I think important in what you said is that, listen, we're not waiting for regulation to take this proactive approach to responsibility, and I think, going through the process of that. I've heard you also mention that the regulation is needed, and we've said that.

Kevin Scott
EVP and CTO, Microsoft

Yeah.

Amy Hood
CFO, Microsoft

... as a company. How do you talk about that in your conversations?

Kevin Scott
EVP and CTO, Microsoft

Well, I think if you look at any sort of technology that has ubiquitous impact on society, like, there's always regulation. Like, my favorite metaphor is electricity. You can sort of think of these AI systems, I think, and like I hope in time, like, they will have similar sorts of impact, where, you know, 10, 15 years from now, you will just have a difficult time imagining how the world could function without them. If we get to that point, like you must expect that there's gonna be regulation. Like, you'll have regulation on the generation bit. Like, the same way that we have regulation on the power generators and the turbines and the generation facilities, like, we will have that for AI.

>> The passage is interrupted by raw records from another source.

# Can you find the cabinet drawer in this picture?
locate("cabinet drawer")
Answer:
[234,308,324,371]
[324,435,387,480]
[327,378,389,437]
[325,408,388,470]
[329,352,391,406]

Like, there will probably be regulation on distribution, as there is with electricity, and there will be regulation on, like, the sort of endpoint of the technology, like, where it actually gets delivered into, you know, like into a product that a user is touching. I don't know exactly what that regulation will look like. You know, Brad did a really brilliant job, I think, a couple of weeks ago, articulating, like, what our initial point of view is. We also believe that, you know, there's gonna be a lot of debate and public conversation about what it is the regulation really needs to be. Like, I...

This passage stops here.